Titre original : Turtles all the way down
Titre français : Tortues à l’infini
Auteur : John Green
Éditeur : Gallimard Jeunesse
Date de parution : 10 Octobre 2017
Nombre de pages : 352 pages

La Quatrième de couverture

Aza Holmes, 16 ans, a tout pour être aimée et avoir un bel avenir, mais elle a grandi avec une pathologie psychique. Qui est-elle, où est-elle, lorsque la spirale vertigineuse de ses pensées obsessionnelles s’empare d’elle? Vous aimerez Aza, qui raconte sa propre histoire, vous aimerez sa meilleure amie Daisy la tornade, et vous aimerez Davis, fils d’un milliardaire mystérieusement disparu.
Un trio improbable qui va mener l’enquête, et trouver en chemin d’autres mystères et d’autres vérités…

Mon avis (pour ce que ça vaut)

J’ai beaucoup aimé ce livre. Aza est un personnage intéressant. J’ai adoré autant que j’ai détesté être dans sa tête. Ce que je m’attendais à lire au sujet de la maladie a été très bien traité. Il est très bien expliqué ce que l’on ressent lorsque nous livrons bataille contre nous-même, indéfiniment. C’est une thématique difficile à aborder dans un livre destiné aux adolescents. En effet, il faut être capable de rendre ces choses accessibles à tous sans pour autant édulcorer la réalité. Ce n’est pas donné à tout le monde, mais John Green le fait.

J’ai aussi retrouvé ce qui m’avait manqué chez John Green. J’ai adoré le traitement des relations humaines dans le livre, principalement la relation entre Aza et Daisy, sa meilleure amie (définitivement mon personnage préféré). C’est un des plus gros point positif du livre, les relations sont vraies, authentiques et originales. On y croit assez pour s’identifier, et c’est assez singulier pour ne pas être cliché. Autre point positif, l’aspect aventure avec l’enquête qui est menée afin de retrouver le père de Davis. Je n’ai pas beaucoup apprécié ce dernier (je ne le déteste pas non plus), mais tout ce qui tourne autour de l’enquête est très prenant. On s’y croirait !

Je dois tout de même vous avouer une chose. J’ai pris un peu de recul au sujet des romans de John Green, et je me suis faite une réflexion. Ses personnages vivent tous des choses difficiles. Quelque part, l’auteur nous confronte donc à des réalités, mais le côté dramatique est toujours rattrapé par quelque chose de plus grand, toujours plus beau.  Je ne dis pas que c’est un problème en soit, mais ça reste un détail récurrent qui n’est finalement pas si négligeable que cela. Tortues à l’infini (comme tous les livres de John Green) reste donc une œuvre pour s’évader, pas pour se confronter à la pure réalité (même si la base est là).

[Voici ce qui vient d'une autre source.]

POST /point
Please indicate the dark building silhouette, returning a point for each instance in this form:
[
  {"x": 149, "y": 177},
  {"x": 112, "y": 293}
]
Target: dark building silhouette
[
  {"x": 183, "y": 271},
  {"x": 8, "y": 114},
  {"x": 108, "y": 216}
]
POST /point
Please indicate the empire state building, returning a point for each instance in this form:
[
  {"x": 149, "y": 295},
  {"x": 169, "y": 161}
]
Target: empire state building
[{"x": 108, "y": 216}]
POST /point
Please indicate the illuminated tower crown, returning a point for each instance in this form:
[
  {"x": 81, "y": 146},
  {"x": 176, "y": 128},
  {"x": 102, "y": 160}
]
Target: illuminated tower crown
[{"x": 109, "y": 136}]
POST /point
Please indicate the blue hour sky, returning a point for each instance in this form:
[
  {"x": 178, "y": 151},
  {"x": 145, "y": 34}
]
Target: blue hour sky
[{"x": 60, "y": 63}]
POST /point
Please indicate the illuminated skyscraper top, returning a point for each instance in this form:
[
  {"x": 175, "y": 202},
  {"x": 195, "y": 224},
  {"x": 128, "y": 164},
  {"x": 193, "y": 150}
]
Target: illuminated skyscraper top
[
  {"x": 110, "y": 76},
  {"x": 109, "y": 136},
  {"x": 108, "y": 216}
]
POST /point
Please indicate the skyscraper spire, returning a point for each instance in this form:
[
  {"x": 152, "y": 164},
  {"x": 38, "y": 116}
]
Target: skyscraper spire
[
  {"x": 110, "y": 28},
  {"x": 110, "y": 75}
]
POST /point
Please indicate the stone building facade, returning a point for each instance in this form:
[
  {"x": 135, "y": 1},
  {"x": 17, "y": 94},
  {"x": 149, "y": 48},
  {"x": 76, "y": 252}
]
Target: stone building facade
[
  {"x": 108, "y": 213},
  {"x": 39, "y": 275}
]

La citation qui donne envie

Si prendre un médicament doit me rendre différente, je veux dire, s’il change ce que je suis profondément… c’est juste complètement nase, vous ne trouvez pas? Qui décide ce que mon moi signifie, moi-même ou les salariés de l’entreprise qui fabrique le Lexapro? C’est comme si j’avais un démon à l’intérieur de mon corps et j’aimerais vraiment qu’il s’en aille […]. 

Pour conclure

Ce roman est tout aussi prenant que les autres œuvres de John Green. On y retrouve tout ce qu’on lui connait : de la positivité, du drame, des aventures et de l’amour, toujours.